CTA deployment meeting

Europe/Zurich
600/R-001 (CERN)

600/R-001

CERN

15
Show room on map
Michael Davis (CERN)

Some notes from one or two previous meetings.

ALICE Post-migration

  • David configured the ALICE probe to not affect SLS until it is reporting correctly (#105 and #666).
  • Implicit Prepare is implemented as a separate workflow event in EOS. It can be configured on or off.
  • Garbage Collector requires the fix to EOS space reporting. The rate is fast enough, to be re-tested in production. (#905)
  • We need to re-test ALICE instance with >1,000 clients (Latchezar said 10,000)

Repack To Do

Remove "superseded" files in favour of the recycle bin (*).

This is a simplification: instead of two ways of handling deleted and repacked files, we settle on one mechanism, the recycle bin. "Superseded" should be removed.

Files in the recycle bin will not appear in tape listings using the normal tools ("cta-admin tapefile ls" etc.) and there will be no option to list them.

This task includes a separate operator tools to list files in the recycle bin and to delete them. (Q. Should operators be able to manually delete files from the recycle bin or should this be done automatically when tapes are reclaimed?)

In future we will want a tool to allow reinjection of deleted files from the recycle bin, but this is not an immediate priority, as it can be done manually by a developer if necessary. We will develop the tool when the need arises.

Investigate if we can run a separate repack instance sharing the same catalogue.

There are a number of problems caused by mixing repack with normal operations, because there is no separation of repack queues from the normal retrieve queues. It would be a big development effort to add separate repack queues.

An alternative proposal is to run a separate repack instance, which has its own object store and dedicated tape drives. Only the catalogue and the tapes would need to be shared with the "main" production CTA instance.
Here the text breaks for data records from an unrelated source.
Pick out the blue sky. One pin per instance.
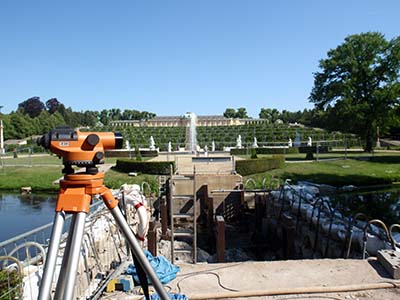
(170, 57)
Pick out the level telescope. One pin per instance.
(79, 148)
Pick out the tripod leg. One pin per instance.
(61, 279)
(131, 239)
(45, 285)
(74, 253)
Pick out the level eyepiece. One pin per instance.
(118, 140)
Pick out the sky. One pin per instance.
(176, 56)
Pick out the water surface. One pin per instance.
(21, 213)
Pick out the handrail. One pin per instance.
(364, 249)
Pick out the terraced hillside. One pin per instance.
(226, 136)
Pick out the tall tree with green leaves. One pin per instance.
(359, 81)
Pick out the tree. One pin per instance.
(52, 105)
(32, 107)
(360, 81)
(230, 113)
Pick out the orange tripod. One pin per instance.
(75, 196)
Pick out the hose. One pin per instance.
(302, 290)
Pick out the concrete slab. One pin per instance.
(294, 279)
(260, 279)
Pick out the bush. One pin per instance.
(253, 153)
(147, 167)
(253, 166)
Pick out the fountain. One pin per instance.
(239, 142)
(191, 139)
(152, 144)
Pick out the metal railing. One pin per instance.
(22, 257)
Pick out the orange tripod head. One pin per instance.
(82, 149)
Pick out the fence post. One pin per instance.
(152, 237)
(220, 238)
(164, 218)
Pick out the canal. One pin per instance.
(21, 213)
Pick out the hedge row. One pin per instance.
(313, 149)
(146, 167)
(130, 153)
(253, 166)
(245, 151)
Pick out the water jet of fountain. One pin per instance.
(191, 133)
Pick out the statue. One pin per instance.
(152, 144)
(239, 142)
(255, 145)
(290, 143)
(297, 140)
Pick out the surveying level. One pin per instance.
(82, 149)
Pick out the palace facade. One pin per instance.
(183, 121)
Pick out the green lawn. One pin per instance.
(39, 172)
(359, 171)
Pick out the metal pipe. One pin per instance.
(72, 266)
(48, 272)
(119, 219)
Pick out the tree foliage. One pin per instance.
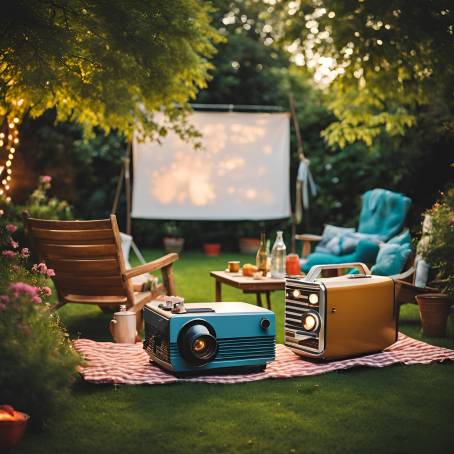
(389, 58)
(105, 63)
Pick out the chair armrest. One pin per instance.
(308, 237)
(149, 267)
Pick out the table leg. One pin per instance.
(268, 300)
(218, 291)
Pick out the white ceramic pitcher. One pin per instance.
(123, 327)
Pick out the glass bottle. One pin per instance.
(261, 258)
(278, 255)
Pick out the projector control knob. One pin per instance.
(265, 323)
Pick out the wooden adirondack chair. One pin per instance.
(89, 264)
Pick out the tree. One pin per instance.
(104, 63)
(388, 59)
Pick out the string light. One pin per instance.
(8, 140)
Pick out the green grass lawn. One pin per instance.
(397, 409)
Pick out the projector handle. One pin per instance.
(317, 269)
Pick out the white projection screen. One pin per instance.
(241, 172)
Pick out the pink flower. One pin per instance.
(46, 291)
(21, 288)
(4, 299)
(42, 268)
(9, 254)
(11, 228)
(37, 300)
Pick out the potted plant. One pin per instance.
(173, 241)
(438, 252)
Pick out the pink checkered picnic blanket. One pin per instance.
(128, 364)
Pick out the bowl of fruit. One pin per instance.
(249, 269)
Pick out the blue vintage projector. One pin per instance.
(208, 337)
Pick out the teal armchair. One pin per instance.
(382, 217)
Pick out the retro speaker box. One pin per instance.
(339, 317)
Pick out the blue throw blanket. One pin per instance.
(346, 242)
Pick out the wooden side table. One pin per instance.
(247, 285)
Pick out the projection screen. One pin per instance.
(241, 172)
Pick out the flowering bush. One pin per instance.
(38, 363)
(438, 251)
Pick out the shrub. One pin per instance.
(439, 250)
(38, 363)
(39, 205)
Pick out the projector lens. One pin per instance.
(197, 343)
(311, 321)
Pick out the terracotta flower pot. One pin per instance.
(249, 245)
(433, 311)
(212, 249)
(12, 430)
(173, 244)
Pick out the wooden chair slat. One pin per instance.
(95, 299)
(78, 251)
(70, 225)
(73, 236)
(75, 280)
(96, 267)
(94, 291)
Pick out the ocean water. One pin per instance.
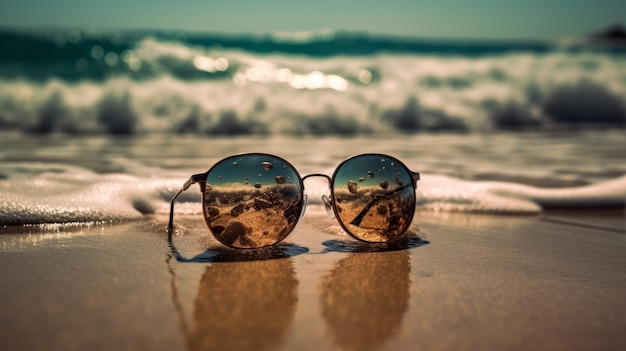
(106, 126)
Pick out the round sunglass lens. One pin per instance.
(374, 197)
(252, 200)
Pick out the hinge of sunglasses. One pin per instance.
(416, 177)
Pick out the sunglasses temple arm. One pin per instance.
(415, 176)
(192, 180)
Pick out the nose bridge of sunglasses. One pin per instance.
(318, 186)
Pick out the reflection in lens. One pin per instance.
(244, 305)
(381, 205)
(246, 214)
(365, 298)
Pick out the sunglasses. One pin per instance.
(255, 200)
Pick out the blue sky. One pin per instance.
(478, 19)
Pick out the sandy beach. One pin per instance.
(550, 282)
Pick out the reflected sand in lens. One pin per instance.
(365, 297)
(244, 305)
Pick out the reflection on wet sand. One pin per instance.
(243, 305)
(365, 297)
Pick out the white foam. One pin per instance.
(64, 194)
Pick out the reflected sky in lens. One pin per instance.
(253, 170)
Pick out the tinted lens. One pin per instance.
(374, 197)
(252, 200)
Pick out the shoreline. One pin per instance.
(474, 282)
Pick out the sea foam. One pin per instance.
(170, 86)
(66, 194)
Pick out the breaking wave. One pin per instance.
(152, 84)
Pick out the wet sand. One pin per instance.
(551, 282)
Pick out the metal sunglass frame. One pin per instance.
(201, 180)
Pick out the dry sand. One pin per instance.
(475, 282)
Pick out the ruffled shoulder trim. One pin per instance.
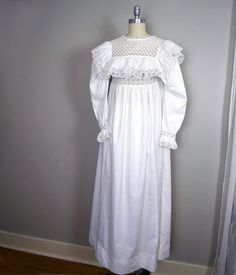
(174, 50)
(138, 66)
(101, 55)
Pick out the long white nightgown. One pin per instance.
(139, 114)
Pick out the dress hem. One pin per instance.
(142, 260)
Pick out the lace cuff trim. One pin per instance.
(167, 139)
(104, 133)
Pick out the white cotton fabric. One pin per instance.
(130, 222)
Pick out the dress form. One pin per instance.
(137, 26)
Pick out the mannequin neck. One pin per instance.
(137, 30)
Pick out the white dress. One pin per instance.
(139, 113)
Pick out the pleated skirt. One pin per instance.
(130, 222)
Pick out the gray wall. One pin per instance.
(48, 147)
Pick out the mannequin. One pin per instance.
(137, 27)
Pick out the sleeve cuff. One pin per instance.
(104, 134)
(167, 140)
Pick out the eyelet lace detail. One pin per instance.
(144, 58)
(148, 46)
(167, 139)
(175, 50)
(104, 133)
(135, 80)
This proposal needs to be investigated to confirm it is feasible, to propose a solution to contention for tapes between the main instance and repack instance, and to identify any other problems that may arise.

There are minutes attached to this event. Show them.
    • 14:00 14:10
      ALICE Post-migration 10m
      • Namespace reconciliation: Michael provided Latchezar & Costin with list of 10,965 files in /alice/raw/global which are not in CTA.
      • Instance full and garbage collector status (see #905)
      • Implicit prepare: deployed in production (v3.1-8). How will it be tested?
      • ALICE probe status (#105 and #666).
    • 14:10 14:20
      Getting CMS into Production 10m

      TO DO

      • Reconciliation Rucio ←→ CTA
      • Test EOS Backup (Elvin's daemon and user backup tools on EOS CMS) (#113)
      • Repack tapes in cms_user (following list in CASTOR /user directories split across multiple file classes). Not a blocker if this is not finished prior to migration, we could remove tapes needing to be repacked from r_cms_user and migrate them after repack.
      • Test archive monitoring (either FTS or homebrew using xrdfs query prepare)
      • OTGs: CASTOR and CTA

      Schedule

      • 9 Nov 2020: Pre-MWGR end-to-end functional "replay" tests at T0 will be done with CASTOR
      • 18 Nov 2020: MWGR#4 will be done with CASTOR
      • w/c 23 Nov 2020 Put CASTOR CMS into recall-only mode
      • 30 Nov 2020: Migrate to CTA
      • 07 Dec 2020: CMS in production
      • End Dec 2020? : CMS retires PhEDEx
    • 14:20 14:30
      Getting LHCb into Production 10m
      • See Putting EOSCTALHCB into Production (CodiMD)
      • Successful 200TB test with 10 tape drives and one buffer server for 2.5GB/s of constant archival throughput.
      • Successful transfer using Dirac to move a file from EOS to Gridka via HTTP (FTS monitoring)!

      TO DO/Schedule

      • Mon 2 Nov : 200 TB recall test
      • Wed 4 Nov : IT/LHCb meeting
      • Test HTTP TPC with CTA (FTS multi-hop with one "hop" as QoS change, one hop as the transfer) to be agreed with Christophe
      • DAQ test : waiting for network connectivity
    • 14:30 14:40
      Getting PUBLIC into Production 10m

      COMPASS

      • Metadata check checksum bulk query: they will do it the slow way for now
      • Wed 4 Nov 2020 : DAQ tests on CTA.
      • EOSCTA instance for these tests, see #69 COMPASS tests on EOSCTAPUBLIC PPS

      NA62

      • NA62 offline integration: Vova has created the VM with AFS+EOS to allow the tests to proceed
      • NA62 has been migrated onto EOSCTA PPS (#72)
      • w/c 9 Nov : NA62 recall tests (30 TB) on EOSCTA PPS

      AMS

      • Meeting with AMS took place 29/09/2020
      • They are busy with SLC6 → CC7 migration and have no time to test CTA

      NA61/SHINE

      • Tue 3 Nov : NA61 TDAQ Upgrade Meeting

      Identifying hot/cold data

      • Vova is looking at CASTOR logfiles to try and build a profile of when data was last accessed and by whom.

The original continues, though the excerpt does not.